I did this bit, “The household uses of liquid nitrogen.” Because we all have liquid nitrogen around. So this was just reminder of some tips. I know normally you use it by fitting up your close-fitting machine parts, by getting one part really cold, but you can also use it for straightening out limp celery. You can slice onions with it, when you hit them with a knife, it’s really satisfying. It sounds like breaking glass. It’s a really striking sound. Striking, ah! Hilarious pun. Now the payoff, what I spent a lot of time doing, is you cook or roast marshmallows in liquid nitrogen and then you chew them and steam comes out of your nose. It’s really good.
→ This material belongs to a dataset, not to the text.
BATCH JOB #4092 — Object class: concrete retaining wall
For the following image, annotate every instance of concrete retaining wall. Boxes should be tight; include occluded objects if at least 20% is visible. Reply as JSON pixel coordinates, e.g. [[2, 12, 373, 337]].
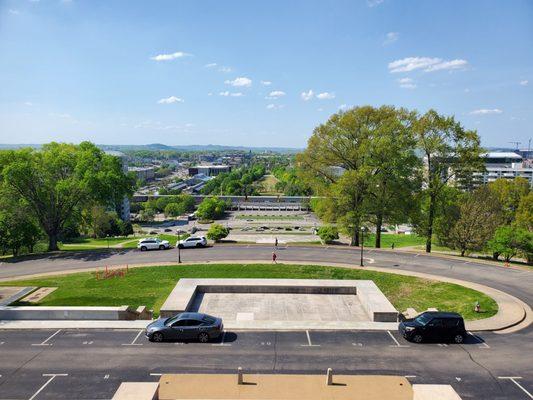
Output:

And yeah, you can burn your tongue, but we’re artists.

— 2 —

I feel obliged to follow that article with this video from College Humor which imagines Breaking Bad with Bill Nye as the protagonist:


— 3 —

Want more people to carry the exuberant geekiness torch?  Vi Hart has a youtube channel of engaging math chats, and below is her introduction to hexaflexagons.


— 4 —

And in more good news, Eliezer Yudkowsky has started a new sequence on Less Wrong.  It’s titled Highly Advanced Epistemology 101 for Beginners and the two installments are up: The Useful Idea of Truth and Skill: The Map is not the Territory. Here’s an excerpt from the latter:

Skill 1: The conceivability of being wrong.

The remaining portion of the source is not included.